Published 04 July 2019
The podcast aired in conjunction with the ABC’s publication of an essay by Professor Schlosberg, An ethic of ecological justice for the Anthropocene.
RN’s summary of the episode, which aired last week:
There are two competing trends that are becoming increasingly apparent in modern democracies. On the one hand, climate change is gaining real purchase as an electoral issue — as is evidenced by the strong performance of Green parties in recent European parliamentary elections and in the recent Australian federal election. Likewise, and the policy platform of ‘the Green Left’ of the Democratic Party in the US is growing popularity, influence and articulacy. On the other hand, far-right, nationalist, populist and otherwise carbon-committed parties did better in the EU elections, and were a seismic political force in rural NSW Wales and throughout Queensland in the Australian federal election.

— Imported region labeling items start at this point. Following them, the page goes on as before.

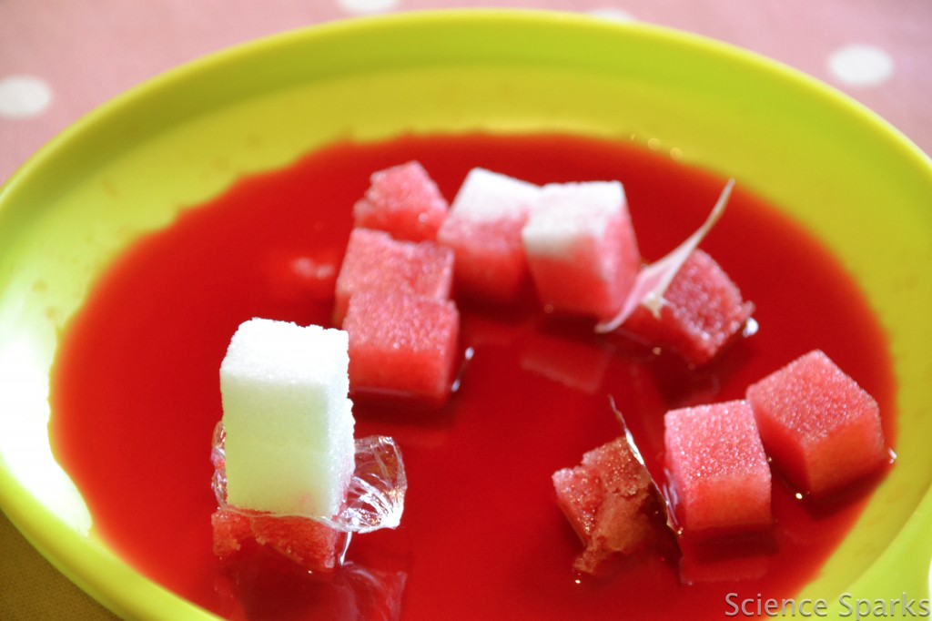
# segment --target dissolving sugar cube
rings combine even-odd
[[[703,365],[744,328],[753,310],[715,259],[697,249],[664,293],[660,315],[638,306],[624,326],[651,345],[670,347]]]
[[[453,381],[459,313],[451,301],[397,293],[350,300],[350,383],[354,393],[446,400]]]
[[[620,183],[544,186],[521,236],[544,308],[598,319],[622,308],[640,253]]]
[[[666,517],[651,476],[624,436],[590,450],[553,475],[556,504],[585,549],[574,567],[588,573],[612,554],[659,545]]]
[[[671,504],[684,531],[726,534],[771,523],[771,475],[747,401],[668,411]]]
[[[470,171],[450,205],[437,242],[456,254],[457,288],[479,299],[508,302],[528,282],[521,229],[540,187],[482,168]]]
[[[334,323],[360,291],[397,292],[432,299],[450,297],[453,251],[432,242],[399,242],[378,230],[354,228],[336,277]]]
[[[220,366],[229,504],[336,515],[354,466],[349,337],[253,319]]]
[[[803,491],[837,490],[890,459],[877,402],[824,352],[752,384],[747,400],[774,466]]]
[[[447,204],[418,161],[374,172],[365,197],[353,207],[355,226],[387,231],[396,240],[433,241]]]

This points to a near permanent and unbridgeable political divide, and the likelihood that, should one elected government pass legislation to assist the transition to a low-carbon or zero-carbon future, it will be undone by a future incoming government who campaigns on ‘jobs, growth and fewer taxes’.
Given democracy’s tendency to prioritise the short-term and appeal to voter self-interest, and given its inherent anthropocentrism — that is, its inability to accommodate the non-human world, except as a resource for humans — and with disillusionment with democratic politics at historic levels, it’s no wonder so many are wondering whether the extent of our ecological crisis requires less democracy … or at least, warrants bypassing democratic procedures. But is the solution in the other direction: more, participative, everyday democracy?
David Schlosberg is Professor of Environmental Politics in the Department of Government and International Relations at the University of Sydney, and Director of the Sydney Environment Institute. He is the author (with Luke Craven) of Sustainable Materialism: Environmental Movements and the Politics of Everyday Life.